Generalization Certificates for Adversarially Robust Bayesian Linear Regression
This work addresses adversarial robustness for Bayesian models, providing theoretical guarantees that could enhance reliability in safety-critical applications, though it is incremental in extending existing frameworks.
The paper tackles the problem of adversarial robustness for distributional predictors by introducing adversarially robust posteriors and deriving the first rigorous generalization certificates for an adversarial extension of Bayesian linear regression, with experiments showing superior robustness over standard Bayes posterior.

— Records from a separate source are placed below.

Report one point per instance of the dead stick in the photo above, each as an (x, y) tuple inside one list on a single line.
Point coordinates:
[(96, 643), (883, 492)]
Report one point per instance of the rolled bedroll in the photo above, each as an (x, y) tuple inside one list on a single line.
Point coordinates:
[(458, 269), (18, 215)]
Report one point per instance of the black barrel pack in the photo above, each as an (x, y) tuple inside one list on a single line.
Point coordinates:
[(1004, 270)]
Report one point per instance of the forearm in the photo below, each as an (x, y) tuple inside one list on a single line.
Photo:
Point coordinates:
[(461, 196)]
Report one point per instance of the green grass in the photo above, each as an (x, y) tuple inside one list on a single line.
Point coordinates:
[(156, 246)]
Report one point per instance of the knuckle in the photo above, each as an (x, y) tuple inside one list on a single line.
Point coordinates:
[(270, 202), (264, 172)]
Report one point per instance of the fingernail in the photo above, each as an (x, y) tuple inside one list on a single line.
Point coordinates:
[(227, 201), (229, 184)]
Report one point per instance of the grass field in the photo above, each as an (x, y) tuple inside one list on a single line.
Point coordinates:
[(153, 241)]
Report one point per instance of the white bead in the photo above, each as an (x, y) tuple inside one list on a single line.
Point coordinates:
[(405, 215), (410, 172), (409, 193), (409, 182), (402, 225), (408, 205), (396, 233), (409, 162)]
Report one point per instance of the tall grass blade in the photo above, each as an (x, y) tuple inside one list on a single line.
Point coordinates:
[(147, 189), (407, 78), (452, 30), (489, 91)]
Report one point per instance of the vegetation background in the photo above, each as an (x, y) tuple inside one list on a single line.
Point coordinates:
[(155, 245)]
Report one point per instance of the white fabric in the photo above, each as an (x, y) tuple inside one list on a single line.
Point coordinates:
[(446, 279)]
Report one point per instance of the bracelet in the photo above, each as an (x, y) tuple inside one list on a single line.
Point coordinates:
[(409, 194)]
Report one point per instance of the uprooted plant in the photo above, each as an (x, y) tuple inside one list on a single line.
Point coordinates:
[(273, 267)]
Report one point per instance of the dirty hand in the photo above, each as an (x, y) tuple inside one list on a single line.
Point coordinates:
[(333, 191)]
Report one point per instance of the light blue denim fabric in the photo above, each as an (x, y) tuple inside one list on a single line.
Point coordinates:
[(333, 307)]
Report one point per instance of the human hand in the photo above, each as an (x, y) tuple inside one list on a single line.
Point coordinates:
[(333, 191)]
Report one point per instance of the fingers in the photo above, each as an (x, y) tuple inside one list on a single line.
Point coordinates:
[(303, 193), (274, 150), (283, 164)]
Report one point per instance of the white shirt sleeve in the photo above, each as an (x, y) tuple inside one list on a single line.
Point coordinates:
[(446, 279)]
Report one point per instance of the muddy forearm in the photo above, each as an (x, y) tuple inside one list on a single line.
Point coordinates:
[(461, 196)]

Adversarial robustness of machine learning models is critical to ensuring reliable performance under data perturbations. Recent progress has been on point estimators, and this paper considers distributional predictors. First, using the link between exponential families and Bregman divergences, we formulate an adversarial Bregman divergence loss as an adversarial negative log-likelihood. Using the geometric properties of Bregman divergences, we compute the adversarial perturbation for such models in closed-form. Second, under such losses, we introduce \emph{adversarially robust posteriors}, by exploiting the optimization-centric view of generalized Bayesian inference. Third, we derive the \emph{first} rigorous generalization certificates in the context of an adversarial extension of Bayesian linear regression by leveraging the PAC-Bayesian framework. Finally, experiments on real and synthetic datasets demonstrate the superior robustness of the derived adversarially robust posterior over Bayes posterior, and also validate our theoretical guarantees.